2. We introduced Interface Adapters that translate objects between platform and our domain.
3. Lastly, we moved all platform-related code into a separate maven module leaving only interfaces in the core module.
Stage 2: Create a New Service
1. Create a new code repository
2. Implement a service based on spring boot
3. Set up a Kubernetes deployment
4. Configure CloudSQL DB
Stage 3: Move Core Code to a New Repository
1. Move the maven module with the whole core logic to the new repository
2. Import core logic as a maven dependency in the Egnyte Platform
Stage 4: Migrate DB
1. Implement repositories adapters for CloudSQL - another maven module in the new repository
2. For the migration period, use both maven modules with repository adapters in the Platform with the possibility to change them dynamically using feature flags. More precisely, we had two implementations of each repository interface in the class path.
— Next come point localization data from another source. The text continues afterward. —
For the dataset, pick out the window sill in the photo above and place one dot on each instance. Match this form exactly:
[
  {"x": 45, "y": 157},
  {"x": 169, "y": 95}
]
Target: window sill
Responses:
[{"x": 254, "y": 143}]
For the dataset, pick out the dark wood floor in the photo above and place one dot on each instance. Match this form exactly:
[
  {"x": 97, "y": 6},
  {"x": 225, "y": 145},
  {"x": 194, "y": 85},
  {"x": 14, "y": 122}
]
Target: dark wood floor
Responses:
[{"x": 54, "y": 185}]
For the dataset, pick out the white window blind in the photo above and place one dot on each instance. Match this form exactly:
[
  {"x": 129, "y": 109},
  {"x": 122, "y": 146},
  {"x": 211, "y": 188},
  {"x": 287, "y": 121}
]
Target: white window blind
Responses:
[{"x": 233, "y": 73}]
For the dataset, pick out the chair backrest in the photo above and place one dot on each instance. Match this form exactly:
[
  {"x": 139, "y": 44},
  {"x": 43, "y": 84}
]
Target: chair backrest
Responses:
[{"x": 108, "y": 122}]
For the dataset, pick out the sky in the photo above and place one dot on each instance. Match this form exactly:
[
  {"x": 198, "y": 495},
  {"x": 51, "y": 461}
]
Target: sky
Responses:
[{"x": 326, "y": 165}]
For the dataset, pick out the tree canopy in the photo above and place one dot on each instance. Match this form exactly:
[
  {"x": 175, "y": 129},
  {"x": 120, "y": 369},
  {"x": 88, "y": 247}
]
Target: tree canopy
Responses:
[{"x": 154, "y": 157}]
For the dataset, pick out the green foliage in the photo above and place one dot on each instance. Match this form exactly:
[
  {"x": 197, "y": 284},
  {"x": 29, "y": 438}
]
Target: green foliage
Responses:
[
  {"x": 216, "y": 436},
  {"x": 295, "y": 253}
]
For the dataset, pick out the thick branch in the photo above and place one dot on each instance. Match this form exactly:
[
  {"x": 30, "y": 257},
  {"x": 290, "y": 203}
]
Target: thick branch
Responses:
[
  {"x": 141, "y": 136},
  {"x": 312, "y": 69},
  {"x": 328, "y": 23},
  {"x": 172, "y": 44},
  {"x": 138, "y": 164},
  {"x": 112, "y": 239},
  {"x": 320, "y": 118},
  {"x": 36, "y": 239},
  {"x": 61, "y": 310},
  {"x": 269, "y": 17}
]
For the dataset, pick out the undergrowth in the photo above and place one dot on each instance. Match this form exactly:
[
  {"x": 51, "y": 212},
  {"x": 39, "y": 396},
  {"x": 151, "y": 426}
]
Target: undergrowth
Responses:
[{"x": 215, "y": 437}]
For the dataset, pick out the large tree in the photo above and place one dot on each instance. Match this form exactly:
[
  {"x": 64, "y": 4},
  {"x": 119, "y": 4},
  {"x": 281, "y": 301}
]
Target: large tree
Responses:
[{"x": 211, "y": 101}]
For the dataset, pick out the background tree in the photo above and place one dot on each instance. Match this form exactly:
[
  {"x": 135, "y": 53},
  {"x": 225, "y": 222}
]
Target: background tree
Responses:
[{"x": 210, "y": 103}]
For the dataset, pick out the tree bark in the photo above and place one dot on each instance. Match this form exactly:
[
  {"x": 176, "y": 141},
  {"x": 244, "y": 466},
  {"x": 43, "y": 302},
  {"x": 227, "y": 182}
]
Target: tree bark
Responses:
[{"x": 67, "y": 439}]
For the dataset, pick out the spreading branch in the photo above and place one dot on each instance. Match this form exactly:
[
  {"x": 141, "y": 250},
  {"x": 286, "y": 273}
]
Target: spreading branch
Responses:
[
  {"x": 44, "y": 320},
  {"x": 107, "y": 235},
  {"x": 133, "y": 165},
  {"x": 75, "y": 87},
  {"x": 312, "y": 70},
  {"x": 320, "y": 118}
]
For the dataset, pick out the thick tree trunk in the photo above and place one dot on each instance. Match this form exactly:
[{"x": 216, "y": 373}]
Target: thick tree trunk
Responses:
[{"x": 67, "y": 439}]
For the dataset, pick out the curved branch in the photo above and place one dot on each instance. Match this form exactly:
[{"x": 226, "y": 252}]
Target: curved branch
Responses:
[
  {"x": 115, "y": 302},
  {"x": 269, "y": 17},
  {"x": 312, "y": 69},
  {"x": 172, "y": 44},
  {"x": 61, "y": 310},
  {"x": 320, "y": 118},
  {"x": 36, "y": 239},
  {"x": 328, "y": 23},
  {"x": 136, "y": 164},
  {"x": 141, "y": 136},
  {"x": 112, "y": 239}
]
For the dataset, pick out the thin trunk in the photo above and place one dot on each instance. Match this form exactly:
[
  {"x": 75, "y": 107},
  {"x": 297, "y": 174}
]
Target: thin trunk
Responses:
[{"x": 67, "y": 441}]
We defined the primary bean which was a dynamic Proxy containing both implementations and a feature flag that decides which implementation system should use
3. Disable all writes for a while to give our DBAs time to migrate data from Platform MySQL DB to our CloudSQL instance. We had a short maintenance window for that
4. Once data is migrated, get rid of previous repository implementations
Stage 5: Migrate Features
1. In our app, features are implemented in layers, so we could start the migration of the first layer (basic features) that has the least dependencies and move down layer by layer, implementing required adapters once it was needed
2. Thanks to feature flags, we can switch traffic to the new service dynamically on the endpoint level. So we can switch only those endpoints that were already fully implemented in the new service
3. Implementation in the new service requires implementing all missing adapters (HTTP clients and Spring Rest Controllers)
Our component structure (maven modules) looks like this:
These modules can be mapped to Clean Architecture layers:
- domain - contains both Entities and Use Cases. Keeping Entities in a separate module makes sense when we want to share some basic business rules with other apps without specific Use Cases. In our case, it’s very unlikely to happen. Still, this module has no dependencies on any infrastructure - it’s pure java code.
- cloud_sql_adapter - Interface adapters for DB. Contains implementations of Repositories.
- http_adapters - Interface adapters for Egnyte Platform HTTP API. Contains implementations of Gateways based on HTTP clients.
- spring_boot_app - Interface adapters for HTTP Controllers and Framework. Contains Spring Rest Controllers and glue code to make everything work together.
- egnyte_adapter - contains implementations of Repositories, Gateways, and Controllers. This project is only temporary so it doesn’t make sense to divide it into many modules.
- egnyte_app - Egnyte Platform just includes egnyte_adapter, so our Life Science app can still be part of the platform.
Conclusion
Clean Architecture opens many options for changing any moving parts of the system in a controlled and safe manner. Moreover, it enables us to move a massive amount of code to a new repository without code duplication, so we avoid all trouble of keeping two repositories in sync manually. Another significant advantage is that we can start with a simple adapter implementation to meet the deadline and then replace it with a better-performing solution later. Of course, Clean Architecture requires the team to learn the idea first. It might be challenging initially, but once the team gains traction on how it works, it becomes much easier to work with and maintain. We didn’t cover testing in this system, but we’ll cover that in an upcoming post.